President: I agree with much of the substance of what you say. But we need to undo the damage. This is a personal opportunity for me to hear your point of view and it will fortify me in my vigor to change our Congressional action. It is incomprehensible to me why Congress does not see this. The consequences of their action will not be to make a solution to Cyprus easier. That can only come when the aid cut-off is removed. We must re-establish good U.S.-Turk relations. Nothing will have a higher priority with me than to remove the embargo.

Secretary: May I add one thing—if you, Mr. President, succeed in lifting the embargo and then there is no progress on Cyprus (even though we shouldn’t be involved—any more than Ecevit or Erbakan should be involved), there will be severe damage to the President. This is something I can say more easily than he can. If we win this struggle with the Congress and nothing happens, they will really hate us. This is the time for real progress in the negotiations. The situation has not been internationalized by the Soviets. The Europeans are not involved. If we succeed without conditions and a stalemate develops, it will be a very difficult situation.
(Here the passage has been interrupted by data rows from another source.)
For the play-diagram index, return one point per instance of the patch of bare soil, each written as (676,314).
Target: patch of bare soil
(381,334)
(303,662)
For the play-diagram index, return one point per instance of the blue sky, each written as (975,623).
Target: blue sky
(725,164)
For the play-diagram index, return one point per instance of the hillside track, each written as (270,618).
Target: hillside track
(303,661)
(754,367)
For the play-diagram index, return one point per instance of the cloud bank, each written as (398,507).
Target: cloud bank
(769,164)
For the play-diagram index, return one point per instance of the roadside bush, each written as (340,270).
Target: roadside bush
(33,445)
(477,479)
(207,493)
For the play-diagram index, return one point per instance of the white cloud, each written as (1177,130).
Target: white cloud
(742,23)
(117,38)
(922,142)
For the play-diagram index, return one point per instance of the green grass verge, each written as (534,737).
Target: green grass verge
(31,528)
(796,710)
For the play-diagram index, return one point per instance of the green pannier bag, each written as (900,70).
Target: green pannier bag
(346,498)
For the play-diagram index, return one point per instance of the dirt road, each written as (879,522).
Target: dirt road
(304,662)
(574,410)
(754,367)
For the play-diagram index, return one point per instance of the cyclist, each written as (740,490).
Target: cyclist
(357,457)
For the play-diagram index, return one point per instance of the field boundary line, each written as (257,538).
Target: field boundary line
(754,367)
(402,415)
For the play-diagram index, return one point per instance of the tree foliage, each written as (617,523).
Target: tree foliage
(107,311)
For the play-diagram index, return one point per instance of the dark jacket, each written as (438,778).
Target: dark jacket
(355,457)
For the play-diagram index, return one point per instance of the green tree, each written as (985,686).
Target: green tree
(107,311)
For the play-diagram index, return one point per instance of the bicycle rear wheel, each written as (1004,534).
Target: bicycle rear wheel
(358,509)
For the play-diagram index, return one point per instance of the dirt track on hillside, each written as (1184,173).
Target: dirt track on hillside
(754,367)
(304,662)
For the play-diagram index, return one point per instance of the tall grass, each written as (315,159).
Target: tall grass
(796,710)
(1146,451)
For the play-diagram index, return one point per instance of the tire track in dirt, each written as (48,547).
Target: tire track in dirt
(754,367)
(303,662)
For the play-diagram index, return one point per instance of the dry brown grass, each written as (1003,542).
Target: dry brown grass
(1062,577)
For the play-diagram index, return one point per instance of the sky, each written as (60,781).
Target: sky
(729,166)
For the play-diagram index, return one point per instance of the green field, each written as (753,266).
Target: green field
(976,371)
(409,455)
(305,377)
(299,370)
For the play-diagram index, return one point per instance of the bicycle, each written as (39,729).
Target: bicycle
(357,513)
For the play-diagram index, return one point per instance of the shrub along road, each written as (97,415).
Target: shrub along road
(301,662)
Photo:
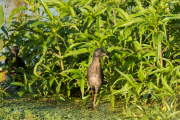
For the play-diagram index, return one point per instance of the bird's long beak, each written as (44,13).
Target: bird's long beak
(105,55)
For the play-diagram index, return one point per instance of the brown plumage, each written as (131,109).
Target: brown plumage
(95,73)
(16,64)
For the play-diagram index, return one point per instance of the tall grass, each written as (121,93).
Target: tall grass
(140,37)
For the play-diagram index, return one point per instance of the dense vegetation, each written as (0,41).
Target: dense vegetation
(142,39)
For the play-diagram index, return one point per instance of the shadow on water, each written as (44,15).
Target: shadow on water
(52,108)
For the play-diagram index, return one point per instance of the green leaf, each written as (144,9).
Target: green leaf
(73,14)
(48,12)
(4,30)
(98,24)
(101,11)
(1,16)
(141,73)
(30,89)
(18,84)
(15,11)
(123,14)
(168,88)
(74,52)
(127,78)
(82,83)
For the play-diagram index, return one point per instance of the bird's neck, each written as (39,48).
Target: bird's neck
(96,59)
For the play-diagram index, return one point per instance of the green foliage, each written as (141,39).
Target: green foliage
(141,38)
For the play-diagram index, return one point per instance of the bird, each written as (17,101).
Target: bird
(18,62)
(95,74)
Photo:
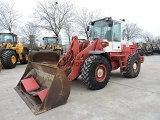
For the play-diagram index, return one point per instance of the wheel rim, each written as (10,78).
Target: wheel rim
(135,66)
(13,59)
(101,73)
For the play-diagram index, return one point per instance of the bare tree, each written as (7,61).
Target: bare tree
(83,18)
(69,30)
(8,16)
(131,31)
(52,15)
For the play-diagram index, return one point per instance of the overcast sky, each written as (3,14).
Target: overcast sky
(143,12)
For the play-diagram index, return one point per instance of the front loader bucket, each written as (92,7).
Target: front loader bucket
(43,87)
(44,56)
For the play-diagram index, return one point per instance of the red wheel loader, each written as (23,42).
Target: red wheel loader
(46,81)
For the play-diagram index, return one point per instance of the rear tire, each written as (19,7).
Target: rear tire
(96,72)
(9,59)
(133,66)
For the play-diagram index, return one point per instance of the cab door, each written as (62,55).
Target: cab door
(116,37)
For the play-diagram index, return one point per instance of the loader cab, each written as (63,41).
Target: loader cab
(109,30)
(6,38)
(50,40)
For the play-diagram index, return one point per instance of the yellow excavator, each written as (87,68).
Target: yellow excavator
(46,81)
(11,51)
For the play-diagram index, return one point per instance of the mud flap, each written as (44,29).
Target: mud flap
(43,87)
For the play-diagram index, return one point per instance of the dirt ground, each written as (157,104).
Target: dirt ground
(121,99)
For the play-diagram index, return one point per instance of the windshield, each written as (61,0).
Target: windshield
(102,30)
(51,40)
(139,44)
(6,38)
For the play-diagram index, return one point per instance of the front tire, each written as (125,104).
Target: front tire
(133,66)
(96,72)
(9,59)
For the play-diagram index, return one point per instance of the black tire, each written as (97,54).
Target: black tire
(9,59)
(89,72)
(133,66)
(25,57)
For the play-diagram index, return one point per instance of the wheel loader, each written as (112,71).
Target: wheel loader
(11,51)
(46,81)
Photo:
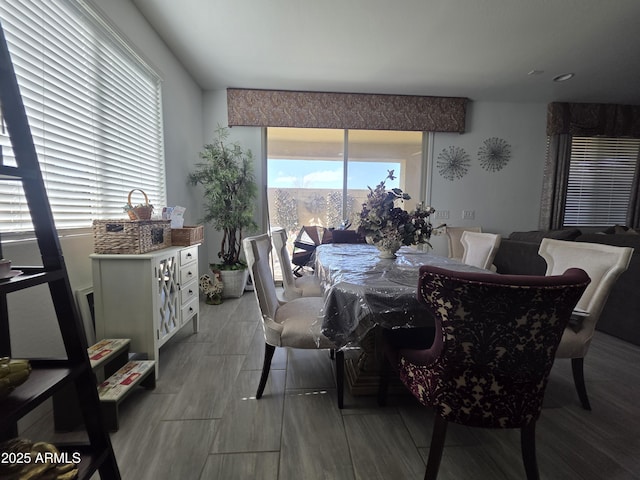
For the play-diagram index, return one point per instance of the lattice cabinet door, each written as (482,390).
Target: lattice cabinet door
(141,297)
(167,275)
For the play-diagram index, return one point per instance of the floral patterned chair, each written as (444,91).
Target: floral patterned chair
(496,337)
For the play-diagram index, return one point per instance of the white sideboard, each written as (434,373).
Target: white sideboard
(146,297)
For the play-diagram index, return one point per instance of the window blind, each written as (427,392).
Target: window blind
(600,181)
(94,109)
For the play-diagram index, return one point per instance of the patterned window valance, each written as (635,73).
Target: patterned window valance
(593,120)
(278,108)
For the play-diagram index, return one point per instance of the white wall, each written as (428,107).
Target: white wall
(503,201)
(34,330)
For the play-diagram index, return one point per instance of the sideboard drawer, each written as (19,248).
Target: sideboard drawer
(188,255)
(188,273)
(190,309)
(188,292)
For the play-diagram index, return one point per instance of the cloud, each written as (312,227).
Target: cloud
(283,180)
(320,179)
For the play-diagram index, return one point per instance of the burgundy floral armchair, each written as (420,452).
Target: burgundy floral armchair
(495,341)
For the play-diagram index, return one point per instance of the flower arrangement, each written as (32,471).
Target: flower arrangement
(389,227)
(212,288)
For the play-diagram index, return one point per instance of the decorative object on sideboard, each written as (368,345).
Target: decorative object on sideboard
(141,211)
(453,163)
(494,154)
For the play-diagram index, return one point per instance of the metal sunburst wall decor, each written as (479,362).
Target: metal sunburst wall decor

DEMIREL: I am trying to explain our difficulties and then state our position. Let me add a couple of more things. Our people have developed [Page 744] a great trust in the people of the United States. The embargo is shaking that trust. It is creating suspicion about the credibility of your commitment. Our arms supply is only a hundred million dollars and that is not the real question—we could pay for our own weapons. It is not a question of aid. The embargo represents hostility. You give arms to Tito but not to Turkey. You penalize loyalty. To get a change will take time. But I can tell you that pressure will not help to settle this problem. It will only lead to further difficulties. We have domestic problems among our 40 million people. I want to deal with these problems. Our population is increasing by one million a year. There are 400,000 each year looking for new jobs. I must educate 6 million kids. We have Makarios. We have problems with Greece and with Syria too. How can our friend tell us that either you settle this problem or we will not be your friend any longer? I cannot explain this to my people. Now let me add a couple of more things. We have common defense cooperation. But the embargo continues and we must take measures of our own. People ask for what do we continue defense cooperation if the United States sends us no planes, no spare parts and asks us to pay charges? Why should we cooperate in the common defense? I would like to say for my Government that we attach great importance to our common defense.

Secretary: You have certainly proved this, Mr. Prime Minister.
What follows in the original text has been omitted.